Oil jumps over 4% as major producers signal Opec accord, Goldman ups forecast

A worker checks the valves at Al-Sheiba oil refinery in the southern Iraq city of Basra.
A worker checks the valves at Al-Sheiba oil refinery in the southern Iraq city of Basra.PHOTO: REUTERS

NEW YORK (REUTERS, BLOOMBERG) - Oil prices rose over 4 per cent to a three-week high on Monday (Nov 21), bolstered by growing conviction that major oil producing countries would agree to limit output at a meeting next week.

Brent crude oil briefly touched US$49 a barrel. The London benchmark has risen 11 per cent in a week since Saudi Arabia, the de facto leader of the Organization of the Petroleum Exporting Countries, started a diplomatic charm offensive to persuade the group's more reluctant members to join its proposed output plan.

Opec members are due to agree a world oil freeze pact with non-Opec countries on Nov 30.

In recent days, several Opec members including Iran, along with non-member Russia, have suggested they were leaning toward a deal to limit output.

"When you've got all of the major players on board with a production cut, obviously you're very close to getting a deal done," said Phil Flynn, senior market analyst at Price Futures Group in Chicago. "You never know with Opec - sometimes they go to the last minute and there are a lot of false starts."

Brent crude futures rose US$2.04 to US$48.91 a barrel by 1:29pm. ET (1829 GMT). US West Texas Intermediate (WTI) strengthened by US$1.83 to US$47.52 a barrel, after climbing as high as US$47.80.
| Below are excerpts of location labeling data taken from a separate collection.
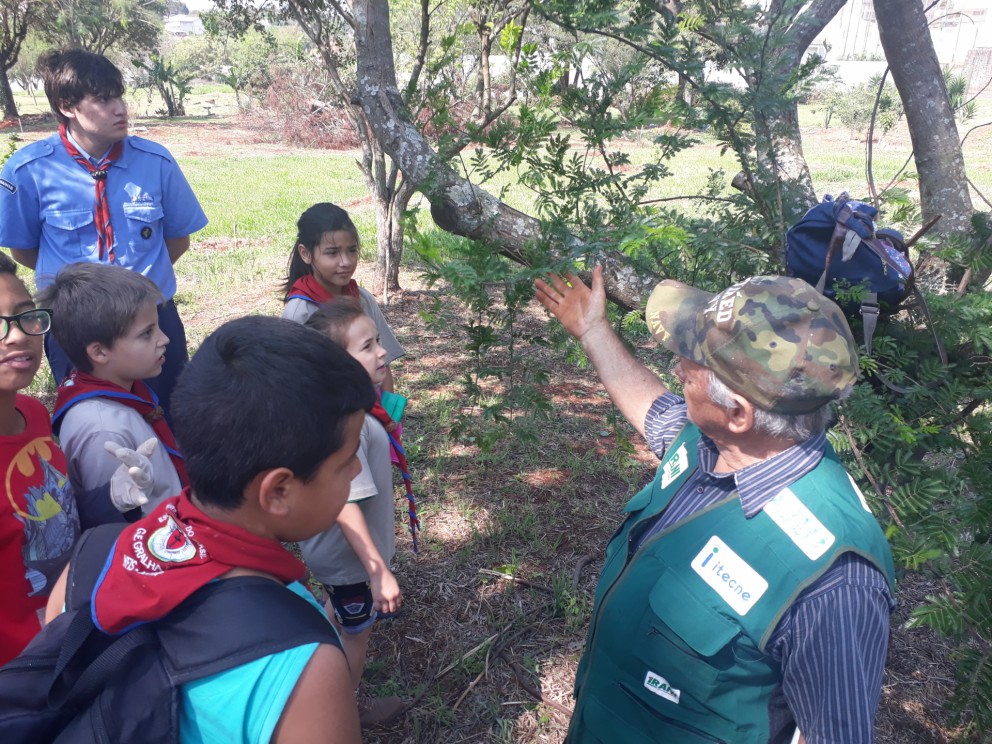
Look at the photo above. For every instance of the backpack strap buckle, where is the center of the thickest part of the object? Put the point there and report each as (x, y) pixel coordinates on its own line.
(869, 315)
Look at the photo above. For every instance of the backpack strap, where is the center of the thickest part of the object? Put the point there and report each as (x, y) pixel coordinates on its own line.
(196, 637)
(89, 557)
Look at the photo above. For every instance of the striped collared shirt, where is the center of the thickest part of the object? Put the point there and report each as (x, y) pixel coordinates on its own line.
(832, 642)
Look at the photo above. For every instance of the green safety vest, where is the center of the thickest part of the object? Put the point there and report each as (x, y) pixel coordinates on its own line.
(675, 652)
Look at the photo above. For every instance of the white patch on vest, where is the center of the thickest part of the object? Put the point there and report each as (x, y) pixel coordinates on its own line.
(728, 575)
(660, 687)
(799, 523)
(861, 496)
(674, 466)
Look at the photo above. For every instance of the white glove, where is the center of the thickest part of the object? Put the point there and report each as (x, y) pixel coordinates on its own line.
(131, 484)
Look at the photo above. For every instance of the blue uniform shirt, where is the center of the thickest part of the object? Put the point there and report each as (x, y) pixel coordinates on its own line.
(47, 202)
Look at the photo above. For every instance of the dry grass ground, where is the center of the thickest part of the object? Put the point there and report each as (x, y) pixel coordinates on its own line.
(486, 658)
(498, 599)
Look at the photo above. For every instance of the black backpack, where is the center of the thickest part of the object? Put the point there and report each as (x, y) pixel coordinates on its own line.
(74, 683)
(836, 245)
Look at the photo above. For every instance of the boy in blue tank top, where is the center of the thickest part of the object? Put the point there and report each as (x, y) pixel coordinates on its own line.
(295, 403)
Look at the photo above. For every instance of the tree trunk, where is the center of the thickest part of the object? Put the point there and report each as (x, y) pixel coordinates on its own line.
(782, 164)
(778, 140)
(7, 98)
(389, 240)
(902, 27)
(457, 205)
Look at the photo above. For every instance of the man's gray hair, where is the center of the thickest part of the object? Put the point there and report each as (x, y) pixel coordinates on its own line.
(797, 427)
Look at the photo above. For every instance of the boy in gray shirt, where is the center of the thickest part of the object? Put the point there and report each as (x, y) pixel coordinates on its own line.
(352, 558)
(106, 321)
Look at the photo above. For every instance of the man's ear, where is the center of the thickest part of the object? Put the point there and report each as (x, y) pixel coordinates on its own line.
(740, 418)
(276, 489)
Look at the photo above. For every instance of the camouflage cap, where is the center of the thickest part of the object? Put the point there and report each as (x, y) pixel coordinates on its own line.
(773, 339)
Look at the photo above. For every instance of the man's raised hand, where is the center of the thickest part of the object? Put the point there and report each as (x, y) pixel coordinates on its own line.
(579, 308)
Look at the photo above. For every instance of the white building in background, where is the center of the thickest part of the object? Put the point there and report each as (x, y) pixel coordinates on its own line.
(184, 25)
(961, 32)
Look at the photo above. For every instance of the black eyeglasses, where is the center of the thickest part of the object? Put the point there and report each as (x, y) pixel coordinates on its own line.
(32, 322)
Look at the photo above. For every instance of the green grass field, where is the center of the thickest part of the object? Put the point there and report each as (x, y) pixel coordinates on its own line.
(507, 531)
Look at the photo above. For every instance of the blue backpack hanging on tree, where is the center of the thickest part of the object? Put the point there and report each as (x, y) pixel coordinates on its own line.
(836, 248)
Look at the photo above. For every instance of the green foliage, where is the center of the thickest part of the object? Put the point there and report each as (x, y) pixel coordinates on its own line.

Russian President Vladimir Putin said he sees no obstacles to an Opec agreement this month as he reaffirmed Russia is willing to freeze crude output at current levels.

"Whether an agreement will be reached, I can't say 100 percent, but there's a strong likelihood that it will be achieved," Putin told reporters on Sunday after attending the Asia-Pacific Economic Cooperation summit in Lima.

Opec members last week proposed a deal for Iran to cap, rather than cut, output.

Iran has been one of the main hurdles facing any curtailment, as Tehran wants exemptions to try to recapture market share lost under years of Western sanctions.

Libya and Nigeria, whose exports have been hampered by violence, have also asked to be left out of any deal. Nigeria's oil production fell to 1.63 million bpd in the third quarter from 1.69 million in the second quarter.

Goldman Sachs now sees WTI at US$55 in both the first and second quarters of next year, compared with prior estimates of US$45 and US$50 a barrel, according to a note on Monday.

The bank now forecasts that Opec will put in place a short-term cut to 33 million barrels a day, while Russia will freeze production. In late September, the brokerage said conditions were not optimal for a cut to work.

Hedge funds took a more cautious stance on oil prices amid the flurry of Opec diplomacy, cutting their combined net long position in the three major Brent and WTI futures and options contracts by just 3 million barrels to 422 million barrels in the week ending Nov 15.